Some of the Territory’s most senior safety managers are still yet to be convinced, despite protestations by WorkSafe ACT to the contrary, that they are not required to have a SWMS in place for workers walking over uneven ground on a construction site, or walking up stairs on a multi-level site. This is despite the fact that most people mastered such activities in early childhood.
Perhaps what the perceived issues surrounding SWMS actually represent is the inability of the local industry to see beyond the most basic of responses to demands for safer worksites. Whether this is due to an undue focus on profit margins, with safety seen as a mere ‘embuggerance’, or whether the responsibility for this lies more broadly among all of the stakeholders, it nonetheless has become an obstacle to seeing the bigger picture…….
For this specific issue, the answer is to comprehensively debunk the SWMS myth. To do this alone, however, and not shift the focus from paperwork to work practices, from systems-based controls to behavioural and cognitive controls, will not achieve the safety outcomes we must all expect from the construction industry.” (page 44)
Further to the mention of the Federal Safety Commission (FSC) above, the FSC states in its factsheet on SWMS that:
“As SWMS form the primary source of documented OHS guidance for workers, it is essential that they are involved in its development and clearly understand the material. Whilst some of the core information contained within a SWMS may be relevant across multiple projects, much of the information should relate to the specific situation on each project. As such, site specific SWMS should be developed for all projects.” (emphasis added)
The concerns of safety professionals comes largely from their experience that safety templates often become a default process that is diverted to become an SEP (Someone Else’s Problem) or simply a piece of paper that is never looked at and one that everybody hopes is never asked about.

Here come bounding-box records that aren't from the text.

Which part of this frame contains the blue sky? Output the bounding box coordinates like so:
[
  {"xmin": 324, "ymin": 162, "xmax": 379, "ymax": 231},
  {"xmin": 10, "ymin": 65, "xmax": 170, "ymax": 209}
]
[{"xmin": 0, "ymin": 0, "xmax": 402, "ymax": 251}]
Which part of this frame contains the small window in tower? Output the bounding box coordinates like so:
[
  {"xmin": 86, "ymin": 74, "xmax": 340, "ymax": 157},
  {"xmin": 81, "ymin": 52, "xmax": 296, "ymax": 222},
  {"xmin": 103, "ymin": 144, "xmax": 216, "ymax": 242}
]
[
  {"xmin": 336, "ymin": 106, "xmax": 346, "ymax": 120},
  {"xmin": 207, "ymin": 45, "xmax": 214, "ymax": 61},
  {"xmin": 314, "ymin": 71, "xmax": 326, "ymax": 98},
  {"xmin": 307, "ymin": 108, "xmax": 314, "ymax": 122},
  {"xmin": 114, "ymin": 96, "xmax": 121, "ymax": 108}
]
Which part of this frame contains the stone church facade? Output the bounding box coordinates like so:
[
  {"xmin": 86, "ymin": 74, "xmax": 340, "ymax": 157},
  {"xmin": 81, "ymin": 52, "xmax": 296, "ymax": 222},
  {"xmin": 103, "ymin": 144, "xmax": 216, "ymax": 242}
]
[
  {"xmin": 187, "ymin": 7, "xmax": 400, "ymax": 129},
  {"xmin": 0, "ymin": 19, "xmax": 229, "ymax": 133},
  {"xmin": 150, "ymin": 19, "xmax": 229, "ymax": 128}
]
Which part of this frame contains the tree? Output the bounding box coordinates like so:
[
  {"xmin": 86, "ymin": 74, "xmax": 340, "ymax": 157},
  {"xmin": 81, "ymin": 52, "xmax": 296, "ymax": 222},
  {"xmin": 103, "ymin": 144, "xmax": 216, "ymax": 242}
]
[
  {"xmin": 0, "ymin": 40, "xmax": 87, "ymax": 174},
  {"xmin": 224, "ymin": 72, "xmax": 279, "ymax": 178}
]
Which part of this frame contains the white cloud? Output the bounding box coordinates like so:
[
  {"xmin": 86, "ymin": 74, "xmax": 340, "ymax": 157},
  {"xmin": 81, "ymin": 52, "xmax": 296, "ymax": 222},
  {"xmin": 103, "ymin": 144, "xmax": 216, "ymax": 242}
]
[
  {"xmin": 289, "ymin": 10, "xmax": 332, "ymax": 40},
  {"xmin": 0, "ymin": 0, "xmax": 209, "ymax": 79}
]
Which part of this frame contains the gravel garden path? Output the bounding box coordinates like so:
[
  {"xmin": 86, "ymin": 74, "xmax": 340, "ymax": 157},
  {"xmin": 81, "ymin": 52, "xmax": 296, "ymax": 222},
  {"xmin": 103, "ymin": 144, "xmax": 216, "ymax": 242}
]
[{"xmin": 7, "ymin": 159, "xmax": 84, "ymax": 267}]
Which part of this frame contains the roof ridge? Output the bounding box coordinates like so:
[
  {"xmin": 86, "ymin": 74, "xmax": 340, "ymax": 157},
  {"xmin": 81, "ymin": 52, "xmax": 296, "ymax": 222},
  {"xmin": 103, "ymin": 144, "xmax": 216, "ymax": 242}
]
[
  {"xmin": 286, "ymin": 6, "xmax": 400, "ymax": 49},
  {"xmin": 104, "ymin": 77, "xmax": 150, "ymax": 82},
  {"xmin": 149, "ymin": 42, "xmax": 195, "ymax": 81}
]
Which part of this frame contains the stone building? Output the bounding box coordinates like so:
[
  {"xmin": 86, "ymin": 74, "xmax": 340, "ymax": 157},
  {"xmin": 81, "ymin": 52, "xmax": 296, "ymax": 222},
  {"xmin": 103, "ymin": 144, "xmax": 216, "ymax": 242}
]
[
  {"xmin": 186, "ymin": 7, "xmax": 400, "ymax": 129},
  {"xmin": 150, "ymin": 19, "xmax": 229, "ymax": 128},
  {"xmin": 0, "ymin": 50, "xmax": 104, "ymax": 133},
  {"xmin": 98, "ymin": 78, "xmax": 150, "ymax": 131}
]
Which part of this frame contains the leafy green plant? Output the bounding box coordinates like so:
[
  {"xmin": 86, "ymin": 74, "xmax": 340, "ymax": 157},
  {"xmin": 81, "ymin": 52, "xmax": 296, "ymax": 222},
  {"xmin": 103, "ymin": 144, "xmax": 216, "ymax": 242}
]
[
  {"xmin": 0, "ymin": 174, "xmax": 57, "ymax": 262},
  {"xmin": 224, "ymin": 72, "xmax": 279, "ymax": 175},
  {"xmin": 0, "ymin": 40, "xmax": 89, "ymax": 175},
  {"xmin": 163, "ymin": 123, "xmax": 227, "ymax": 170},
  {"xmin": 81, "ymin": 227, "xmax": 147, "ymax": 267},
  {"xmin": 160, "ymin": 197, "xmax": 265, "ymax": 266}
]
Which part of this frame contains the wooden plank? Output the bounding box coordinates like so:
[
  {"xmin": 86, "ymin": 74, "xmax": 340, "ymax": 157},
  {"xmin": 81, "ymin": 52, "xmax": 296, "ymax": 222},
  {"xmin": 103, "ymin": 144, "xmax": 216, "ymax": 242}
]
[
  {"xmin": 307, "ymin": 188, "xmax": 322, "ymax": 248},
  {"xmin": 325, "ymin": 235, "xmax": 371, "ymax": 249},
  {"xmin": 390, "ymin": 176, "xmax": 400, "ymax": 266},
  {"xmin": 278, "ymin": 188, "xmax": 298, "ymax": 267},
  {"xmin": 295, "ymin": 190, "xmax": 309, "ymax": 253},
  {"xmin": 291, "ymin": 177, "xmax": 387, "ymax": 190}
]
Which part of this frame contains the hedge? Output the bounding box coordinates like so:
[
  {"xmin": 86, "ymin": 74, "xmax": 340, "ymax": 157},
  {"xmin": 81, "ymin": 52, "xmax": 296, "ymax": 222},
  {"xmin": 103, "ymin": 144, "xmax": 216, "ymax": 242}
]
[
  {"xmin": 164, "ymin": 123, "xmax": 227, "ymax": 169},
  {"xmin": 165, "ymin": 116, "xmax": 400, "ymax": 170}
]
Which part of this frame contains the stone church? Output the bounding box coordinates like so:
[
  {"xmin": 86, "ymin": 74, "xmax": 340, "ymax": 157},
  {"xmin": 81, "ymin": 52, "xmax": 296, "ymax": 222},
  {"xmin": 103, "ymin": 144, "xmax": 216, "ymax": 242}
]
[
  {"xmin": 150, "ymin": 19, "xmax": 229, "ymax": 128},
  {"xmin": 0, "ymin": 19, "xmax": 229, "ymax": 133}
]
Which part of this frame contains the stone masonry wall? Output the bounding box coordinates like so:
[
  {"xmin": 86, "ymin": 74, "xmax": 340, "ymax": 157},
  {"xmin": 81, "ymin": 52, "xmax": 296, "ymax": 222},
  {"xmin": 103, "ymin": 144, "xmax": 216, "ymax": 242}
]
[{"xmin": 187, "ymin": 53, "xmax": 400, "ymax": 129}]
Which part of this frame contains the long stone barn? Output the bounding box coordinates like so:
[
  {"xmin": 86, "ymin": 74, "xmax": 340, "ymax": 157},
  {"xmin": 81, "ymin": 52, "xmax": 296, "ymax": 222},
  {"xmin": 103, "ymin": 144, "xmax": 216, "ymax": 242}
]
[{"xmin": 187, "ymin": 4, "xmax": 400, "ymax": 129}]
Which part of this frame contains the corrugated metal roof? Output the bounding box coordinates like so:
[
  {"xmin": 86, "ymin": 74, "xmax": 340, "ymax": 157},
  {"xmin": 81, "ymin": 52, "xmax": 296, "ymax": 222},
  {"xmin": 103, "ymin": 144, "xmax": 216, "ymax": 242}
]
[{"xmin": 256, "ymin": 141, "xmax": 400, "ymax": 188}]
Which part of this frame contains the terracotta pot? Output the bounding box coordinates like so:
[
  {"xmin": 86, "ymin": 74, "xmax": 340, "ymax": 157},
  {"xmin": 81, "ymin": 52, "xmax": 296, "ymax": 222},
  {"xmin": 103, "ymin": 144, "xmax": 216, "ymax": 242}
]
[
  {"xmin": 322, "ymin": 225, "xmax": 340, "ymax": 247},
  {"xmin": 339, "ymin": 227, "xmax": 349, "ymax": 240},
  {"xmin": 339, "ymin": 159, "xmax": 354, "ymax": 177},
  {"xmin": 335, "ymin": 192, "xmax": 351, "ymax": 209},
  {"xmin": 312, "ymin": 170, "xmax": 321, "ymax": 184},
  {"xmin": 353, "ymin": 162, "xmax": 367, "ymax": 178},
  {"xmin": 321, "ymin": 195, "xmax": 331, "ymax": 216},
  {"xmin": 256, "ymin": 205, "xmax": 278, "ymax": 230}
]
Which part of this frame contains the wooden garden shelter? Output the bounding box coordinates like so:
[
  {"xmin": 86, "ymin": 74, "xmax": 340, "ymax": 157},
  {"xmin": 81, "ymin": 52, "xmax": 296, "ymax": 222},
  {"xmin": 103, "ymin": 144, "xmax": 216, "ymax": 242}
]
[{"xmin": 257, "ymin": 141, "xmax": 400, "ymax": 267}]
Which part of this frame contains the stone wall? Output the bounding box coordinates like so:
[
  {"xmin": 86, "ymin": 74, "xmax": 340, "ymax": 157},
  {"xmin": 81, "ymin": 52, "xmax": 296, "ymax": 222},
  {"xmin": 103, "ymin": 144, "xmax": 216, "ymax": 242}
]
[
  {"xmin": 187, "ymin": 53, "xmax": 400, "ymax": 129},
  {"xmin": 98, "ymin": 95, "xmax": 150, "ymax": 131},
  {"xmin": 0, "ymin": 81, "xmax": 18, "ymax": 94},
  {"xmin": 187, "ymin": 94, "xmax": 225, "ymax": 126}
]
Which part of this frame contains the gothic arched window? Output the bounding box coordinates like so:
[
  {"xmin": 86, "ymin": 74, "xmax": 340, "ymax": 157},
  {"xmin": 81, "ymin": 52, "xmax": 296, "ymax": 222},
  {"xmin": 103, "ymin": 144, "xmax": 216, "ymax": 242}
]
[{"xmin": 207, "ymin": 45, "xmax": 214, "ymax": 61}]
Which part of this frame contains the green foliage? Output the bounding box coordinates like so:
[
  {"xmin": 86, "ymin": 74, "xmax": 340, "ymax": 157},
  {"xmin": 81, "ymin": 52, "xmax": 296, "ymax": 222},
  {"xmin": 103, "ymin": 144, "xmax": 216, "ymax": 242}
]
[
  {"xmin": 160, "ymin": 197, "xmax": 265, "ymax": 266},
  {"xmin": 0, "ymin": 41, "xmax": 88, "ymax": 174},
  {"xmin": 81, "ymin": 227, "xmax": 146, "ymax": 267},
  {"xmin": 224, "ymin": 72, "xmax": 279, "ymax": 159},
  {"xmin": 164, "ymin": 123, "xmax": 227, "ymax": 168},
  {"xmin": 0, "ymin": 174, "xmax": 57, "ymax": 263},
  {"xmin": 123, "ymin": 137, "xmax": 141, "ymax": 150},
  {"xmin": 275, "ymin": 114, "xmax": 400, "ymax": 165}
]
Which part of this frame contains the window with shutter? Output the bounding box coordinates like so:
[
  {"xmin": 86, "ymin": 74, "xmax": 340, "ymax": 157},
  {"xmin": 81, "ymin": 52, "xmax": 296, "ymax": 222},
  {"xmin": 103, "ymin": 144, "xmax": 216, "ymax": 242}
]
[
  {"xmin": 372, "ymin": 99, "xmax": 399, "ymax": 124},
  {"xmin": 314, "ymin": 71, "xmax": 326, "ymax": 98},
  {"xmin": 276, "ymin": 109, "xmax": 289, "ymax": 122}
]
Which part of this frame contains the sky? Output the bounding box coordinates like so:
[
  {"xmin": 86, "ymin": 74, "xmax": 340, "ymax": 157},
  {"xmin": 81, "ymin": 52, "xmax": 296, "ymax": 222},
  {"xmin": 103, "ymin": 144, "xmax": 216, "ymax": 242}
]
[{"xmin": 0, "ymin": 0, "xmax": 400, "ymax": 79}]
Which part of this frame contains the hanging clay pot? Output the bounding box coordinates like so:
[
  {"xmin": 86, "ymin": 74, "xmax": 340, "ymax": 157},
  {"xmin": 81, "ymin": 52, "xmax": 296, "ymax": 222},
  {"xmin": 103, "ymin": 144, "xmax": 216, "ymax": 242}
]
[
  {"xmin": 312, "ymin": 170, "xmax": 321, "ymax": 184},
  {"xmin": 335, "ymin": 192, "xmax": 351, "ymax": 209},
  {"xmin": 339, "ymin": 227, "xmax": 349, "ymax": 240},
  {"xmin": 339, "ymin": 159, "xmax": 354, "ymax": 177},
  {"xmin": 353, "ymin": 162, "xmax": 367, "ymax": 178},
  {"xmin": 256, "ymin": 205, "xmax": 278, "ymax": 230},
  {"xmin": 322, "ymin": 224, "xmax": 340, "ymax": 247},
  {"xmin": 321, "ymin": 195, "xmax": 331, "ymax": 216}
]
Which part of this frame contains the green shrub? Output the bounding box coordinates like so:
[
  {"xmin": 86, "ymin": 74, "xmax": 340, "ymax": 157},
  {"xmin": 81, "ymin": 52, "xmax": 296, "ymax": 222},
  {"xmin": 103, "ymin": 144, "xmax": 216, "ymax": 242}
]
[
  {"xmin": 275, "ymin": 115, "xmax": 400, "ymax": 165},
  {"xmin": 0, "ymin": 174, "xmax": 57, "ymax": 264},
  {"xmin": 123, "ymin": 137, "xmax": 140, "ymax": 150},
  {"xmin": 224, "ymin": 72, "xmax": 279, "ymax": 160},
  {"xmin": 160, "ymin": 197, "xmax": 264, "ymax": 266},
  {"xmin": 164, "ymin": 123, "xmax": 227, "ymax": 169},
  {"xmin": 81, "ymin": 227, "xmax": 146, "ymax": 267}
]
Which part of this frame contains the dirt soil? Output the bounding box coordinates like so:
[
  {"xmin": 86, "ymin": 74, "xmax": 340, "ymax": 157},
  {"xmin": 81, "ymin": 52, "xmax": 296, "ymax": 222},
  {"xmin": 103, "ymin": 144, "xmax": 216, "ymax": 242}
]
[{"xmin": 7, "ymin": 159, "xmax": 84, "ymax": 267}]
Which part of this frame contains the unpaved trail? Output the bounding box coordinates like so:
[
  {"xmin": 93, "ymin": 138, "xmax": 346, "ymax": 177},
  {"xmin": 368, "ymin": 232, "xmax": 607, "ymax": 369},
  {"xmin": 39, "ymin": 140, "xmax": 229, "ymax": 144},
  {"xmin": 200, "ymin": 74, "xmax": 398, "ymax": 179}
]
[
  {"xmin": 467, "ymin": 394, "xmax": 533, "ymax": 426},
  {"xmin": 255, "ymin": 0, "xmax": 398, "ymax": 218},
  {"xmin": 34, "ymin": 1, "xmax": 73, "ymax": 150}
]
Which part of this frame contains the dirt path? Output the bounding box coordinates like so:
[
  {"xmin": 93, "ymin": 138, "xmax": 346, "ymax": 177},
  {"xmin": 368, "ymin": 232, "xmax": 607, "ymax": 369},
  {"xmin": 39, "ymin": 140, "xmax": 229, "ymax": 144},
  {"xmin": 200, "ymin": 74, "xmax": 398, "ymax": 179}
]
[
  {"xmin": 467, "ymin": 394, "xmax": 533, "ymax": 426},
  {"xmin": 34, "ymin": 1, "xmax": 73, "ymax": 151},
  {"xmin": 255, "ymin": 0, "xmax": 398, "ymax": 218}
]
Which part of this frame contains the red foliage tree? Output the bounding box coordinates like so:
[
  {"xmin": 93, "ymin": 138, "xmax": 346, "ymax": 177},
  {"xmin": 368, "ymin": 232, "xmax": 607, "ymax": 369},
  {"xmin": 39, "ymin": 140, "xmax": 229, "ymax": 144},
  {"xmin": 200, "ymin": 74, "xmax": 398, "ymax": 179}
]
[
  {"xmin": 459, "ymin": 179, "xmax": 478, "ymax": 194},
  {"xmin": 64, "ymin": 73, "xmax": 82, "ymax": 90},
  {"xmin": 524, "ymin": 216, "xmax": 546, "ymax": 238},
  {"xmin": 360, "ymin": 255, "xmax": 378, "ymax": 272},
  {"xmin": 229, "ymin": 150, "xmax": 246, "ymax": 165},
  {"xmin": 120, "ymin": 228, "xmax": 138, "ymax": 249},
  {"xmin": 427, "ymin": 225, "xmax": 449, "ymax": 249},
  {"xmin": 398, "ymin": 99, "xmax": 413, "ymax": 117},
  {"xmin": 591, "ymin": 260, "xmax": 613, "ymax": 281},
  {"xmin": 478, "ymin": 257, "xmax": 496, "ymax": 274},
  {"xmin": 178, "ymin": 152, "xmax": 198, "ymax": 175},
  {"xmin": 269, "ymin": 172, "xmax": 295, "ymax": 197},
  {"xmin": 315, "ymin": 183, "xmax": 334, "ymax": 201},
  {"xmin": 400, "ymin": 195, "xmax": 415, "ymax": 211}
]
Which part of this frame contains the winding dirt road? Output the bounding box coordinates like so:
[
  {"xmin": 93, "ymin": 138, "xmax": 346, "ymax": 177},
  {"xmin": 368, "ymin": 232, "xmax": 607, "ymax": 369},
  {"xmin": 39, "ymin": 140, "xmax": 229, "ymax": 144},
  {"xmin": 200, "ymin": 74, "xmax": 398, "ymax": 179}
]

An earlier incarnation of SafetyCulture, Wades Business Solutions, provided the following context to SWMS that is missing from the SAI Global site:
“Main Reasons Why Staff Do Not Adhere To Safe Work Method Statements
- Safe work method statements are implemented without involvement with staff.
- Different policies or work procedures don’t seem to be well-communicated.
- Work procedures and improvements aren’t thoroughly enforced.
- Employees openly accept a policy and independently neglect it.
- Personnel do not think the principles affect them.”
Templates without context may be the basis for many of the safety professionals’ concerns.
Briggs’ and McCabe’s quote above displays their frustration with how the myth of the SWMS has grown out of control and is seen as a joke by some, an inconvenience by most and a useful safety tool by few. The SWMS system and regulatory expectations need a reboot across Australia and particularly in the high risk construction sector where SWMS could be of the greatest practical use. Issuing templates is not helping in this need for revision but SAI Global has long been a commercial leopard that seems to have no intention of changing its spots and needs to develop more commercial products to rebuild its profitability. Sadly it seems to be a short-sighted leopard.